Once I created all my questions, I determined that I needed to provide the user of my interactive video with some instructions, so I added text boxes to the first and second half of the video for minimum guidance.
This is the fast and dirty explanation of how I created my first H5P Interactive Video. While I could certainly provide a more thorough breakdown of the steps and deliberations that I took, I don’t want to lead you into the weeds. The gist of what I did is sufficient, and instead, I would encourage you to try my first video creation for yourself in order to decide if this would be a worthwhile classroom activity.
First, of the H5P activities that I created so far, this one has been the most innovative and immediately useful. After refining my interactive video more, I shared it with other course instructors, and their feedback was pretty positive. What makes this activity exciting for me is that it incorporate gamfication, ICT, multimedia, self-paced learning, and learning autonomy into one package.
Second, I tested the interactive video on my phone and didn’t have any problems viewing the video or interfacing with the questions — unlike the Drag the Word activity I created and discussed in my previous post.
Finally, the prospect of creating a bank of interactive videos for pre-learning, in-class, or review activities is quite promising. An instructor teaching a particular language skill or group of instructors teaching a specific course could easily create a bank of supplemental interactive videos to be used and re-used for different teaching purposes.
First, maybe I overlooked something during my pilot of the Interactive Video, but I was unable to get my interactions to provide a running score of correct and incorrect answers. In order to properly gamify the activity, a complete running score would serve as a better motivators to learners.
Second, as far as I can tell, there is no way for an instructor to track student data in order to determine who watched the video and how well they answered the questions. I believe a similar Interactive Video creation program, Playposit, offers this capabilities.
Finally, some of the interactions didn’t quite work the way that I wanted them to. I was unable to figure out how to make multiple statements true in the Statements interaction, so I just created multiple True/False Questions. Still, through trial and error, an instructor could determine which interactions work best for their particular learning objectives — or at least figure out a sufficient work around.
Interactive videos are a very promising way of tapping into the abundance of educational video content on Youtube and increasing the likelihood that students will engage with the video information as an active participant. These videos consolidate content and questions into one URL that is easily shared with students and employed by them.
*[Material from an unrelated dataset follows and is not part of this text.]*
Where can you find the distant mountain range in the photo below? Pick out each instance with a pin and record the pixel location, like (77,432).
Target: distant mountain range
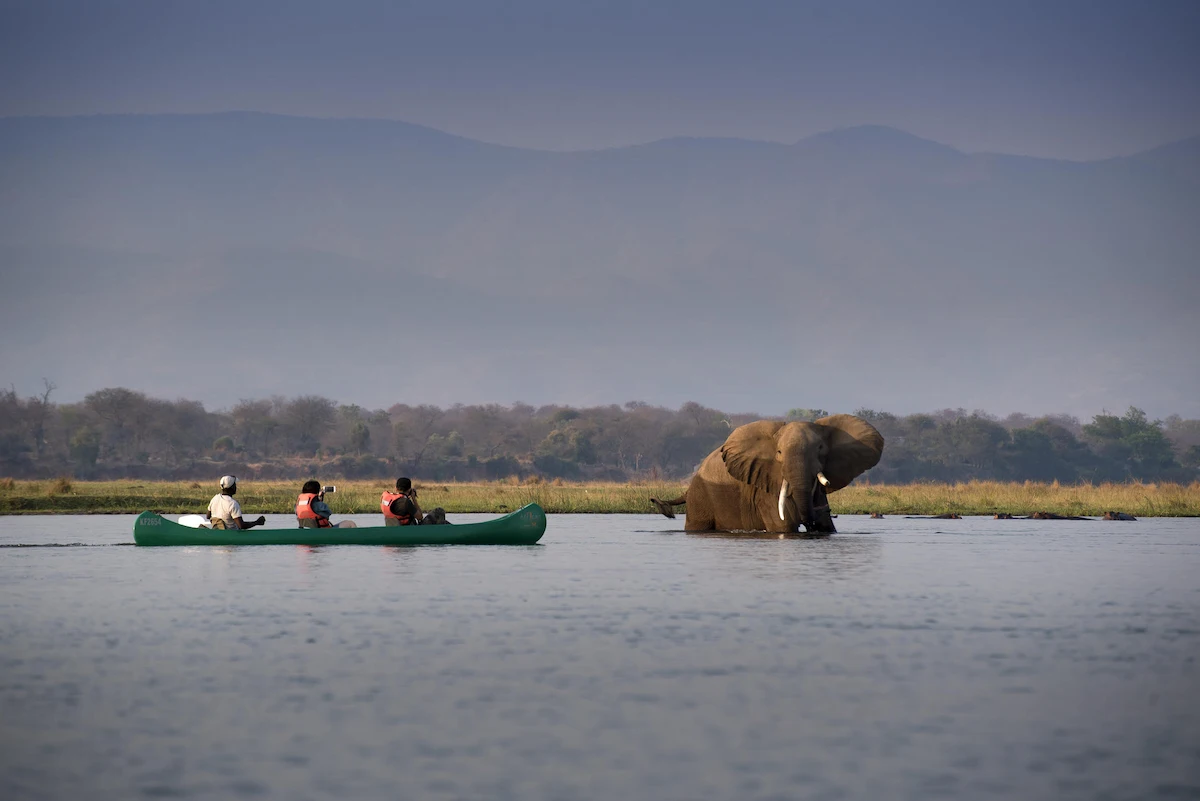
(243,254)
[Note: While writing this post, I was mostly focused on using interactive videos in class and not for self-directed learning or flipped classroom purposes; however, I am cognizant of how the videos might lend themselves to these types of learning. Additionally, after being required at work to attend several cursory meetings, I was imagining how interactive videos might be used by a program or department to cover orientation and training information in a more efficient and engaging manner.]